Gosia-WebPortraitGosia (Małgorzata) Wozniacka is a reporter, photographer, and multimedia producer. Currently she’s a freelancer based in Eastern Europe. Until the end of January, she worked for five years as a staff reporter for The Associated Press in the U.S. She also shot photos and occasionally video for the AP. Wozniacka specializes in reporting about immigration policy, Latinos and other immigrants and refugees, agriculture, and environmental issues. But she loves every good story, no matter the subject. She has also done international reporting from Poland, Belarus, Mexico and India, with focus on political, economic and social transition. She’s fascinated with borderlands, dualities, people and places whose identities lie “in-between.” Wozniacka is fluent in English, Spanish, French and Polish.

Prior to joining the AP, Wozniacka was the Immigration/Latino Affairs reporter for The Oregonian, a large U.S. daily newspaper, where she won the Best of the West, Blethen, and Society of Professional Journalists awards for her coverage. She has also written for The Dallas Morning News, The Hartford Courant, The San Francisco Chronicle, The WorldPaper, Gazeta Wyborcza (Poland’s biggest daily), and Transitions Online (a magazine that covers the former communist countries of Europe and Central Asia).
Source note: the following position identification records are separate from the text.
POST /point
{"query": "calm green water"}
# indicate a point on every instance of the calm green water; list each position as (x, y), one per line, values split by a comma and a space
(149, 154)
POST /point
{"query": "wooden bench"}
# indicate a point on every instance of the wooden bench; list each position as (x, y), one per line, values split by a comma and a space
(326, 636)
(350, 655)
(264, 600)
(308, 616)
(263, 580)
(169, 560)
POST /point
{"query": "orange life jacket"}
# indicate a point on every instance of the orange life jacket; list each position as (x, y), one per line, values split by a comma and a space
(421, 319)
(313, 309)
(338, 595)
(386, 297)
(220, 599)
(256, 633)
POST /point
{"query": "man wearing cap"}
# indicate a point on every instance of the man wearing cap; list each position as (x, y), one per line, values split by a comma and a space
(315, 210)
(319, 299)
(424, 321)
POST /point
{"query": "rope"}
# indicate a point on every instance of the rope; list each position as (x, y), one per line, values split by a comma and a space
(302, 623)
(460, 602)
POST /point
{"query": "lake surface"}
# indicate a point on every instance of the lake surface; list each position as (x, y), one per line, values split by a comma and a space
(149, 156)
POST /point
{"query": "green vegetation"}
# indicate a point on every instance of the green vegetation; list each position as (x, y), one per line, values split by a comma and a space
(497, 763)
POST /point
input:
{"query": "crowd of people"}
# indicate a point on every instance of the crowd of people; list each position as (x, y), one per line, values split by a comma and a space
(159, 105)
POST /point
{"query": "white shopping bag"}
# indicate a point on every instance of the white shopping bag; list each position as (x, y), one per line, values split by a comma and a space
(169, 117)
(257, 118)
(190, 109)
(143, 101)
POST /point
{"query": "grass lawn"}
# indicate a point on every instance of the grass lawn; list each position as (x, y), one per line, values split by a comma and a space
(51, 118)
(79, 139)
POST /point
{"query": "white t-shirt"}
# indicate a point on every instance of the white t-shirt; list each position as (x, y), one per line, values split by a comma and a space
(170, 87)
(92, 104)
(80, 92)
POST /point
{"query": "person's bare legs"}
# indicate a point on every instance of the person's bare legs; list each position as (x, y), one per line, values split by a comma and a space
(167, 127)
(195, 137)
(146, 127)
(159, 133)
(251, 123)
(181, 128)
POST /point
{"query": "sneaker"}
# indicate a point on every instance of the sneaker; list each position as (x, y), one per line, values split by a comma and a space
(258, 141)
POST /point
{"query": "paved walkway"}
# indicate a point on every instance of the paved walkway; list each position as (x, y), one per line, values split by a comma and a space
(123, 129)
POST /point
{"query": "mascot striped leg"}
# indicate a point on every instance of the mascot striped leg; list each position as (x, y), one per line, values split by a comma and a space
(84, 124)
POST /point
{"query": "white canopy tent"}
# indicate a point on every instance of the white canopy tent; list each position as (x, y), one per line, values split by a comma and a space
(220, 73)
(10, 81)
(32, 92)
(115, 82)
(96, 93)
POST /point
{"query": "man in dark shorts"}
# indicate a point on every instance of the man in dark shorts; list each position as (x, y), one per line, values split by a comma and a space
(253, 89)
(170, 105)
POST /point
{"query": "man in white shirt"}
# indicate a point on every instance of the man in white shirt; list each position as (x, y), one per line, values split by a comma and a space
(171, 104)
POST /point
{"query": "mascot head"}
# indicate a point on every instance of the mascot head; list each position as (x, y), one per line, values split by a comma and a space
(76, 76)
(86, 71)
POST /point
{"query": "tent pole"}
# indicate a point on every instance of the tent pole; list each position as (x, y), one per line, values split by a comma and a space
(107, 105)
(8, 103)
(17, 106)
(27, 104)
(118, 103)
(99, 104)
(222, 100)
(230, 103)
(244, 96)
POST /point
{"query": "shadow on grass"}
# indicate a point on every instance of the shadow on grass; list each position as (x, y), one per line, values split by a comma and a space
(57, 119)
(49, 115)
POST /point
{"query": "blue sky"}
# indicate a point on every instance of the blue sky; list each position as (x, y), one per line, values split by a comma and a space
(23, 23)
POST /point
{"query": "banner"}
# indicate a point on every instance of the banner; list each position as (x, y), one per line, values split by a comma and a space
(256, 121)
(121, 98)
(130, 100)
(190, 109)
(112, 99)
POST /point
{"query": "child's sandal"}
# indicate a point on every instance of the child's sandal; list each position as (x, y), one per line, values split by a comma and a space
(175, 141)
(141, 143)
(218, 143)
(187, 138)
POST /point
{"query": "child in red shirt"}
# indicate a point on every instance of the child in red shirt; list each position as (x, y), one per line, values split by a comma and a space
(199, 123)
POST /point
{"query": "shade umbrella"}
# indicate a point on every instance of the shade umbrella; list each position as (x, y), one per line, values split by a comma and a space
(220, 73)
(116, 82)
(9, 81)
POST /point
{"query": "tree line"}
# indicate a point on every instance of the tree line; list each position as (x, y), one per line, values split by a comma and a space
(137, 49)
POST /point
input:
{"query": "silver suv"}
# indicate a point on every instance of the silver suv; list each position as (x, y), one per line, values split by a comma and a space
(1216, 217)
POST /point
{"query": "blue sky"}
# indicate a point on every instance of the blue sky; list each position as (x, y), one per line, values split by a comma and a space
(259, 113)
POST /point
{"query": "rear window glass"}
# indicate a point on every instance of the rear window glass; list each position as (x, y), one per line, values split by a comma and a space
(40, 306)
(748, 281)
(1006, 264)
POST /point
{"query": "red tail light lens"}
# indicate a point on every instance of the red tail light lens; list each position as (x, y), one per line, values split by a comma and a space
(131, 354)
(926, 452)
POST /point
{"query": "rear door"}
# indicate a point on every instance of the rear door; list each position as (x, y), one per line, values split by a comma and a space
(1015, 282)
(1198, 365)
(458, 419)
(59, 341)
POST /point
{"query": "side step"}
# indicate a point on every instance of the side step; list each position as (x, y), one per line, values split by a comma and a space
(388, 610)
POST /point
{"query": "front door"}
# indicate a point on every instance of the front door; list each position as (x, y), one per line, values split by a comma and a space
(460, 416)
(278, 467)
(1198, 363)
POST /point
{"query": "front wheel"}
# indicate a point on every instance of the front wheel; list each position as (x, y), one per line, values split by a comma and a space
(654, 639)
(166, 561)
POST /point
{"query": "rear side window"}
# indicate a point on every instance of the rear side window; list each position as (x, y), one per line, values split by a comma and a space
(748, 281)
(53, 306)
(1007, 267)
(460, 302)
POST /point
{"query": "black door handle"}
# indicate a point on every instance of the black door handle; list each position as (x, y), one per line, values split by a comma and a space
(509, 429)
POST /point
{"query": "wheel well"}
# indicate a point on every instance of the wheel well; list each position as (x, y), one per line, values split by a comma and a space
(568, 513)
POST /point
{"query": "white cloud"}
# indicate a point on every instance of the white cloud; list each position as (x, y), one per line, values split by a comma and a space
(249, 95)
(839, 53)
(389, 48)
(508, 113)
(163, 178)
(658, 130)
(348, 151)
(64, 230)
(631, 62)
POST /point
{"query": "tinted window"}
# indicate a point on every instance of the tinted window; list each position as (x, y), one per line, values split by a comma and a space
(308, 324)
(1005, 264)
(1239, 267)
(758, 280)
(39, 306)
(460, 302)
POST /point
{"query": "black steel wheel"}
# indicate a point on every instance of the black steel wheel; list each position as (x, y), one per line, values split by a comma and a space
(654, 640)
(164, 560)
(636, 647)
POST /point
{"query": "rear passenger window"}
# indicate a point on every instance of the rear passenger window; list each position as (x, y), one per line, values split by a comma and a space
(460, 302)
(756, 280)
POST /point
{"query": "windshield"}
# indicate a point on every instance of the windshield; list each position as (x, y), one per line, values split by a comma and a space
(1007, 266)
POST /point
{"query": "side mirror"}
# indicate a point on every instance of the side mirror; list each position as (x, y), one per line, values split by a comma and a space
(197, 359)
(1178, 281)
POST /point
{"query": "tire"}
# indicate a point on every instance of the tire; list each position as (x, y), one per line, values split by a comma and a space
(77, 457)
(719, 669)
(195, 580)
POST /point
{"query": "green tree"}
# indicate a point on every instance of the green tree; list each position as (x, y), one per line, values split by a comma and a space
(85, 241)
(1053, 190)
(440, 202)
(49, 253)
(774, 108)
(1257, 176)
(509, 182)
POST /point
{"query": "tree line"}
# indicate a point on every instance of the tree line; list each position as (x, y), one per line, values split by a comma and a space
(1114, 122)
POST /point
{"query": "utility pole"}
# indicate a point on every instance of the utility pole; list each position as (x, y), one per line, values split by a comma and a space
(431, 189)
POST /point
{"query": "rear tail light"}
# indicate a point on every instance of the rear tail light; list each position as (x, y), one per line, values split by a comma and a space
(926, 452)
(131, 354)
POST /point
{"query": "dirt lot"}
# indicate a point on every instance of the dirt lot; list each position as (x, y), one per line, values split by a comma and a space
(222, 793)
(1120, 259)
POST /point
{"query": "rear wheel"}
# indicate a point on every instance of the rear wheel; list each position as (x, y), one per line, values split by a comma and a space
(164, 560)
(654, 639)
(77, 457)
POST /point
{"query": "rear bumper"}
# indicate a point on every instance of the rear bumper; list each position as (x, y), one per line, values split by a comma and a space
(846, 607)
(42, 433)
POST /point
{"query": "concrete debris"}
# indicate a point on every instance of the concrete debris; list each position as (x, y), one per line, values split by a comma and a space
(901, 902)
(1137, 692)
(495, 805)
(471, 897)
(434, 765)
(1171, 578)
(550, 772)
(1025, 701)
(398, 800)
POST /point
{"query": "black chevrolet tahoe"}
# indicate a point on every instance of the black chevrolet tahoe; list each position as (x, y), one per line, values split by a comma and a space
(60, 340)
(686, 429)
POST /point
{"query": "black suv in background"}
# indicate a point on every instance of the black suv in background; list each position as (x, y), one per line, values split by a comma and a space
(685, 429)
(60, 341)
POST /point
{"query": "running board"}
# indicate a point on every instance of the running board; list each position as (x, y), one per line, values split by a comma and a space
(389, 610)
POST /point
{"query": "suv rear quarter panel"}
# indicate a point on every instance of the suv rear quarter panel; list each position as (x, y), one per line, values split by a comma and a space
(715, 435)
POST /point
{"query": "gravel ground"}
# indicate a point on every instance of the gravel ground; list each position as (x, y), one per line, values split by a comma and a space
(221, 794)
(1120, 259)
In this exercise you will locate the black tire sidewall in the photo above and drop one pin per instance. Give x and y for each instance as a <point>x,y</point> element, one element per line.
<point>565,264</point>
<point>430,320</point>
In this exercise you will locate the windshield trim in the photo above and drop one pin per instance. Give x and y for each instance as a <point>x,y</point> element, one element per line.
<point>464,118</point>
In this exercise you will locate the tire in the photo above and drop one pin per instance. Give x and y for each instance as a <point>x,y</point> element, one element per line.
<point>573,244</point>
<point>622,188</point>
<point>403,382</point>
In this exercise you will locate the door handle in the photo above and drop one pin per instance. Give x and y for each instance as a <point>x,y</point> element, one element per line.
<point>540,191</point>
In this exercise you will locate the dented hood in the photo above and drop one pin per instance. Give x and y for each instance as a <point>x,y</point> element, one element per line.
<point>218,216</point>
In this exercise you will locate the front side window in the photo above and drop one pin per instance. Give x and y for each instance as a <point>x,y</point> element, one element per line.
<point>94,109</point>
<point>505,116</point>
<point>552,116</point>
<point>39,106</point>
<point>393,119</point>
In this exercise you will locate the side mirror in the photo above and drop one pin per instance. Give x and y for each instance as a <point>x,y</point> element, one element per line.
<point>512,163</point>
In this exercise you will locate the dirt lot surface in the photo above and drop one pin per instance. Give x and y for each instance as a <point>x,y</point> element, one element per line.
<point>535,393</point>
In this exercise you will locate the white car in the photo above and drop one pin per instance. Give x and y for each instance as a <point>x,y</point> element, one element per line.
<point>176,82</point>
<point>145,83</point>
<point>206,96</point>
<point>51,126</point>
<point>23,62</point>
Wozniacka was born in Poland, when it was still a communist country. Her family became refugees in France when she was 12 years old, just a year before the Germans dismantled the Berlin Wall.  Two years later, unable to stop moving, the family immigrated once again to the United States. Wozniacka has studied and worked on both continents, and is often on the road between the two. She received her Master’s degree from the Graduate School of Journalism at UC Berkeley. For several years, Wozniacka trained high school students at The Oregonian’s summer Journalism Institute in reporting, writing, and multimedia skills. She has taught journalism and writing in the Urban Scholars Program at the University of Massachusetts, Boston. She loves to read literature from around the world and has also taught a series of non-fiction writing workshops in Portland.

A note about my name: Małgorzata is my full name, and I like it very much. But it’s unpronounceable to most people in the United States. My job relies on sources calling me and people feeling comfortable talking with me. So I use Gosia, a diminutive of Małgorzata, as my pen name. Sometimes I also go by Margarita.